1Laboratory of Cellular and Molecular Biology, Instituto de Investigación Sanitaria La Fe, Valencia, Spain

2Pediatric Oncology Unit, Hospital Universitario y Politécnico La Fe, València, Spain

3Precision Oncology Unit, Instituto de Investigación Sanitaria La Fe, Valencia, Spain

4Biostatistics Unit, Instituto de Investigación Sanitaria La Fe, Valencia, Spain

5Department of Genetics, Physical Anthropology and Animal Physiology, University of the Basque Country, Leioa, Spain

6Achucarro Basque Center for Neuroscience, Bizkaia Science and Technology Park, Zamudio, Spain

7IKERBASQUE, Basque Foundation for Science, Bilbao, Spain

Correspondence to:

Jaime Font de Mora, email: [email protected]

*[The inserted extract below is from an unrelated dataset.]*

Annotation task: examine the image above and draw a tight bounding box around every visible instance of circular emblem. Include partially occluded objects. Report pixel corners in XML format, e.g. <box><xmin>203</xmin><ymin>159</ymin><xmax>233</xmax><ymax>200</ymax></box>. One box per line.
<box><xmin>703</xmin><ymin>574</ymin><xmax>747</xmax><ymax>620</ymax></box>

Keywords: neuroblastoma, TIAM1, signaling networks, next generation sequencing

Received: June 04, 2016     Accepted: March 17, 2017     Published: April 03, 2017


Identification of tumor driver mutations is crucial for improving clinical outcome using a personalized approach to the treatment of cancer. Neuroblastoma is a tumor of the peripheral sympathetic nervous system for which only a few driver alterations have been described including MYCN amplification and ALK mutations. We assessed 106 primary neuroblastoma tumors by next generation sequencing using a customized amplicon-based gene panel. Our results reveal that genetic variants in TIAM1 gene associate with better clinical outcome, suggesting a role for these TIAM1 variants in preventing progression of this disease. The detected variants are located within the different domains of TIAM1 that signal to the upstream regulator RAS and downstream effector molecules MYC and RAC, which are all implicated in neuroblastoma etiology and progression. Clinical outcome was improved in tumors where a TIAM1 variant was present concomitantly with either ALK mutation or MYCN amplification. Given the function of these signaling molecules in cell survival, proliferation, differentiation and neurite outgrowth, our data suggest that the TIAM1-mediated network is essential to neuroblastoma and thus, inhibiting TIAM1 reflects a rational strategy for improving therapy efficacy in neuroblastoma.